L'intervento

L'arcivescovo mons. D'Ascenzo scrive ai maturandi

«E' giunto anche per voi il tempo tanto atteso ed emozionante dell’esame di maturità, a conclusione di un percorso di vita che vi ha visti crescere e sognare»

Cronaca
Margherita venerdì 17 giugno 2022
di La Redazione
esami di maturità
esami di maturità © nc

L’Ufficio  Scuola Servizio diocesano per l’Insegnamento della Religione Cattolica ha reso noto la lettera che l’Arcivescovo Mons. Leonardo D’Ascenzo indirizza a tutti i maturandi nell’approssimarsi dell’esame finale del ciclo di studi nella scuola secondaria di secondo grado. Di seguito il testo integrale della missiva:

«Cari ragazzi e ragazze,  

è giunto anche per voi il tempo tanto atteso ed emozionante dell’esame di maturità, a conclusione di un percorso di vita che vi ha visti crescere e sognare con i vostri compagni di scuola, i vostri educatori e i vostri genitori.

Al termine di questo ciclo di studi siete chiamati a dare prova della vostra “maturità”, ma anche della vostra umanità. 

Nel corso di questi anni avete imparato non solo a crescere culturalmente e professionalmente, ma anche umanamente, perché, mentre nella vostra mente avete accumulato esperienze culturali e formative, nel vostro cuore è cresciuta la consapevolezza che non siete più i ragazzini timidi del primo anno di scuola superiore, ma siete diventati uomini e donne capaci di riflettere, di prendere decisioni e scelte che segneranno il resto della vostra vita adulta. 

         Allora forza, con coraggio e con entusiasmo (e un pizzico di buona adrenalina) siate pronti ad affrontare questa bella esperienza degli esami, un momento che resterà nel vostro cuore come una pietra fondamentale della vostra esperienza di crescita e che difficilmente dimenticherete col passare degli anni.

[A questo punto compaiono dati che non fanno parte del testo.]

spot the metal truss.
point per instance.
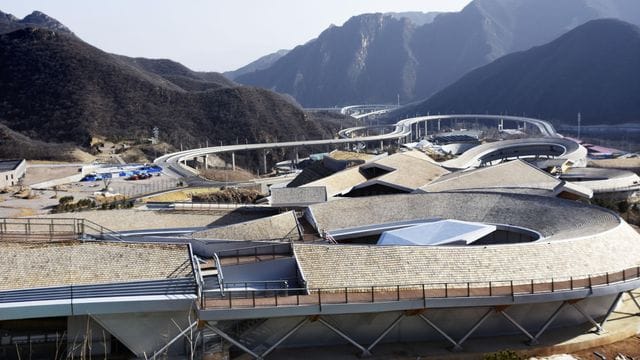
(456, 345)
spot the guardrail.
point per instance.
(259, 298)
(254, 253)
(53, 229)
(71, 292)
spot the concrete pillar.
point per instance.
(264, 161)
(86, 337)
(233, 161)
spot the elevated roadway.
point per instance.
(403, 129)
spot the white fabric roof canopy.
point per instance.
(443, 232)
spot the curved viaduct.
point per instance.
(401, 130)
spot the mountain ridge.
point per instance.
(426, 57)
(58, 88)
(594, 69)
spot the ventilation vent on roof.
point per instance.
(374, 170)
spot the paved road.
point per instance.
(401, 129)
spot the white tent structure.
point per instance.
(443, 232)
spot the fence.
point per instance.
(52, 229)
(257, 298)
(136, 188)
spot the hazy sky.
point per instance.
(209, 35)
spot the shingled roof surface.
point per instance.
(513, 174)
(553, 218)
(31, 265)
(339, 266)
(281, 226)
(411, 170)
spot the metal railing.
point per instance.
(133, 288)
(53, 229)
(258, 298)
(254, 253)
(216, 259)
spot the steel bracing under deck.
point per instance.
(423, 314)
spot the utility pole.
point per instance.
(579, 121)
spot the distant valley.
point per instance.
(376, 58)
(57, 88)
(593, 70)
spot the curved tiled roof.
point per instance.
(579, 240)
(553, 218)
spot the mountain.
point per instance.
(55, 87)
(346, 64)
(416, 17)
(593, 69)
(10, 23)
(179, 74)
(373, 58)
(262, 63)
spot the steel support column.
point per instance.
(475, 327)
(547, 323)
(365, 352)
(599, 329)
(613, 306)
(285, 336)
(635, 301)
(385, 332)
(233, 161)
(233, 341)
(456, 346)
(166, 346)
(264, 161)
(515, 323)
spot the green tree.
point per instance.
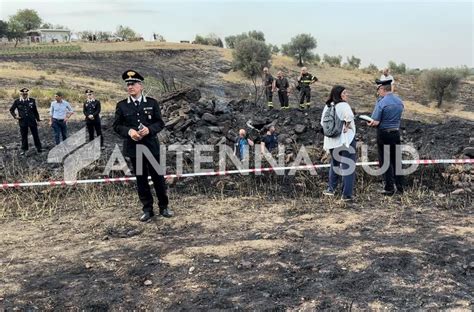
(211, 39)
(27, 18)
(397, 68)
(441, 83)
(257, 35)
(231, 41)
(371, 69)
(333, 61)
(125, 33)
(275, 49)
(103, 35)
(316, 59)
(251, 56)
(353, 62)
(300, 48)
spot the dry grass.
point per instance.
(141, 45)
(432, 113)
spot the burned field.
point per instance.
(239, 242)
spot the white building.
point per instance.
(49, 35)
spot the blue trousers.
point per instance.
(59, 129)
(348, 179)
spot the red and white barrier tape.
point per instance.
(228, 172)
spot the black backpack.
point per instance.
(332, 125)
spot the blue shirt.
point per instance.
(60, 110)
(388, 111)
(271, 141)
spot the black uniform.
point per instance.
(93, 108)
(305, 91)
(129, 115)
(28, 117)
(282, 85)
(268, 82)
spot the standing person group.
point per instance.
(28, 118)
(25, 110)
(339, 129)
(91, 110)
(282, 86)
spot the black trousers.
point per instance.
(305, 94)
(95, 125)
(24, 136)
(390, 139)
(283, 97)
(269, 94)
(144, 191)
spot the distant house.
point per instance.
(49, 35)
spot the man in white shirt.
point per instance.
(386, 76)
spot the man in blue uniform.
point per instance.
(91, 110)
(28, 117)
(138, 121)
(387, 117)
(304, 85)
(268, 83)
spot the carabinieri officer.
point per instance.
(28, 117)
(138, 121)
(91, 110)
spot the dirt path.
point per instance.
(407, 253)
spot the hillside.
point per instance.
(241, 242)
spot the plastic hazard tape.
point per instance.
(227, 172)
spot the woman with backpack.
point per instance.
(339, 131)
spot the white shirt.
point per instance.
(344, 112)
(389, 77)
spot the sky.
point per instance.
(421, 34)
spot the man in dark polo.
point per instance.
(138, 121)
(387, 117)
(91, 111)
(28, 117)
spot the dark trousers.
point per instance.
(24, 136)
(305, 94)
(95, 125)
(283, 97)
(391, 139)
(269, 94)
(144, 191)
(347, 180)
(59, 129)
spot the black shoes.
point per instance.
(147, 216)
(391, 192)
(166, 212)
(387, 193)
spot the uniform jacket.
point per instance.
(92, 108)
(128, 116)
(27, 111)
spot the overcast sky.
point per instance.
(421, 34)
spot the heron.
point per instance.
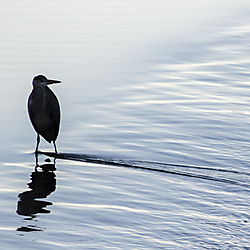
(44, 110)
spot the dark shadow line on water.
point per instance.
(134, 164)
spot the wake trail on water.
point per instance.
(230, 176)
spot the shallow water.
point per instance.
(154, 148)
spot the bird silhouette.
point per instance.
(44, 110)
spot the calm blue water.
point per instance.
(154, 139)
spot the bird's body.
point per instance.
(44, 110)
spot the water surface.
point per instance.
(154, 148)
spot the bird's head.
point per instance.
(41, 80)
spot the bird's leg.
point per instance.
(55, 146)
(38, 141)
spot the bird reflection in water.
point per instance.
(43, 183)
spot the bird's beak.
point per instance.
(52, 81)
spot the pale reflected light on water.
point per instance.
(154, 139)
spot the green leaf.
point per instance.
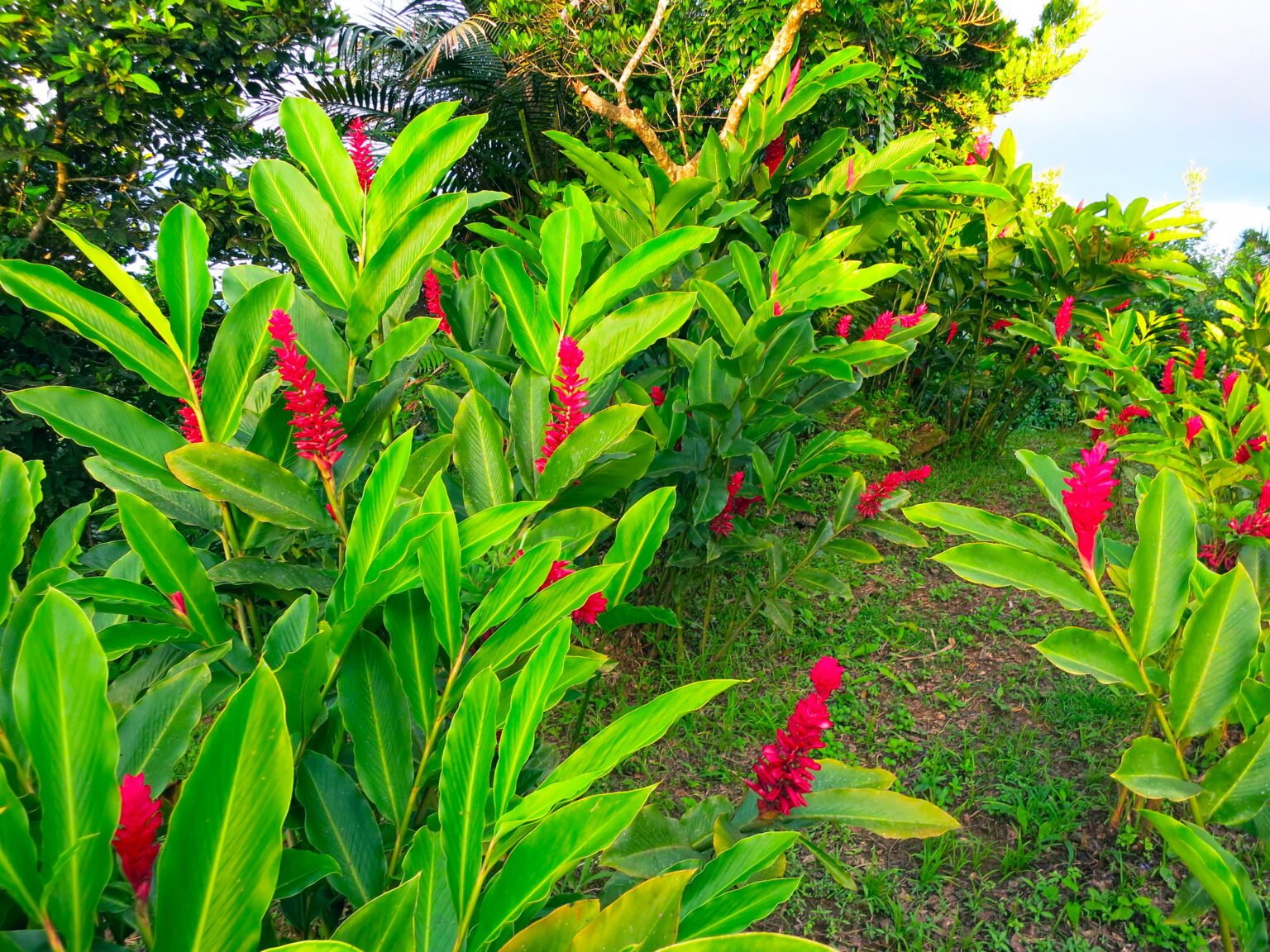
(120, 432)
(528, 702)
(1083, 651)
(155, 731)
(550, 850)
(633, 329)
(1163, 564)
(306, 227)
(479, 455)
(1218, 644)
(339, 823)
(172, 566)
(258, 487)
(238, 355)
(881, 812)
(1149, 769)
(225, 834)
(640, 265)
(314, 142)
(987, 527)
(17, 513)
(999, 566)
(594, 437)
(405, 249)
(1222, 876)
(377, 717)
(99, 319)
(180, 267)
(465, 788)
(1239, 786)
(59, 697)
(530, 326)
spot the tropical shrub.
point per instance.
(1160, 625)
(379, 641)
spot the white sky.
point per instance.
(1165, 83)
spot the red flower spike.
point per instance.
(1089, 497)
(189, 418)
(571, 407)
(319, 433)
(878, 493)
(1201, 364)
(1194, 426)
(360, 151)
(782, 776)
(432, 300)
(136, 840)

Come vostro padre in Gesù Cristo vi immagino, in questo periodo di esami, in attesa sulla banchina del porto, pronti a salpare sulla nave della vostra vita che vi porterà a vivere esperienze bellissime che vi faranno ancora crescere. Come sempre, quando si sta per partire, ci saranno i “saluti di rito”, vi abbraccerete con i vostri compagni di classe, con i vostri insegnanti e, una volta saliti sulla nave, piangerete di gioia e di nostalgia per il tempo trascorso tra i banchi di scuola, e di entusiasmo per il viaggio che incomincerete nel mondo dell’Università o del lavoro. 

         Ora vi è chiesto l’ultimo sforzo di studio, non per poter dire: “Basta! Ora sono libero!”, ma per ricominciare a camminare con un cuore adulto e fortificato. 

Siate costruttori di pace in questo mondo che, oggi più che mai, ne ha tanto bisogno. Voi siete la speranza dell’umanità, perché si mettano a tacere, una volta per tutte, le parole di odio, di orgoglio e di discriminazione. Testimoniate che è ancora possibile realizzare una  società in cui i nemici si stringono la mano e lavorano per il bene della persona umana e del mondo intero.   Auguri a tutti voi! 

         Vi affido alla Divina Sapienza, perché diriga il vostro cuore a cercare sempre il bene e il bello che c’è in voi, immagine e somiglianza di Dio».